I once officially requested Tokyo road map from some official association, got their CD ... only to find out that the data was in 2D-mesh format. This meant that the center of Tokyo on the plot looked like a single dot. Literally!

That was the point at which I decided to just use Google Maps as my main GIS system. YES, this improved precision of my datasets, but NO, it did not solve all my problems -- the big problem further on.


I recently had to use Google Maps as GIS to build road maps (graph structures) collecting certain places. The problem I stumbled upon is collaboration. Specifically, collaboration in building datasets -- not using them. Majority of GIS portals I know (included Google Maps Engine) are there for 2 purposes:

(1) to use a GIS dataset together
(2) to build a dataset based on the interface provided by the portal.

The simple purpose I am trying to pursue is left unfulfilled by both the above. Which is actually strange because quotas on requests exist for any existing API -- GoogleMapsAPI or ArcGIS, although it could be in slightly varied forms -- ArcGIS is paid from the start and has rather big quotas while GoogleMapsAPI has very restrictive quotas in its free form.
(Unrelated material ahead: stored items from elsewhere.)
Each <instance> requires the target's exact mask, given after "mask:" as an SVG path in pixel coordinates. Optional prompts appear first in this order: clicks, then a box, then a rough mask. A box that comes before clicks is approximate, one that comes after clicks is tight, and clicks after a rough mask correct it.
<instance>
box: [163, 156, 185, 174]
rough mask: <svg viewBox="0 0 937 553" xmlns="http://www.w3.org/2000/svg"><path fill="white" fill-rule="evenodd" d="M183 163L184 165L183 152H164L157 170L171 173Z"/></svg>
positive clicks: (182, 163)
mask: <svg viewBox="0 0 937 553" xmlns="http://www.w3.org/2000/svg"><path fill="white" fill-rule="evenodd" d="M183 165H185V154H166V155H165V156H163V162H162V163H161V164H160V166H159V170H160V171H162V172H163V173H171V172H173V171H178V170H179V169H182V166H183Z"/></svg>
Why quotas? This is simple. Google as well as all other big players have to ration access to their Big Data. Imagine all free users having unlimited quotas to all Google APIs?! Specifically, a free GoogleMapsAPI client (per IP) has the daily quota of 2500 requests. This is key because ... say, if I have 300 locations and I need to build an undirectional (A-B = B-A) graph among them, I need to make > 35K API requests. About a month for one client. About a day for 30 clients. About an hour if the crowd piles up and helps me with it ... on demand. The simple idea behind online collaboration on this topic is that I would borrow daily quotas from users who ... in their majority ... do not use much of their daily quotas anyway. Note that Google's Terms of Use do not prohibit such a use of its API.

For example:

http://t.co/3SmOedz2l0

is a simple serverless web application which uses client's daily quota to suck routes from GoogleMapsAPI and store them in my Dropbox folder. All clients write to the same folder. Collisions are resolved by the web application. This is a very simple collaboration.

Note that its purpose is different from that of default modes of ArcGIS or GoogleMaps (API or Engine) and cannot be created by the either of them. I am surprised to find myself in the position that public collaboration on a (useful?) dataset is completely impossible just because it departs -- a little bit -- from the default use.

Let me go one step deeper into this rant. I tried posting a request on Twitter with useful hashtags like #googlemaps #googlemapsapi #datasets, etc. in three languages, only to find out later that my message did not show up in none of the hashtag streams. I do not know what the criteria are used by Twitter when it aggregates its hashtag streams, but it looks like posts saying "I really like Google Maps" are more worthy the inclusion into the stream than a meaningful post. In the end, my posts ended up viewed only by the few (3?) people I have as my direct followers. Not a very social person, obviously.

Now I am posting it here. Let's see if I can actually find a way to broadcast this message beyond the small social box in which I live.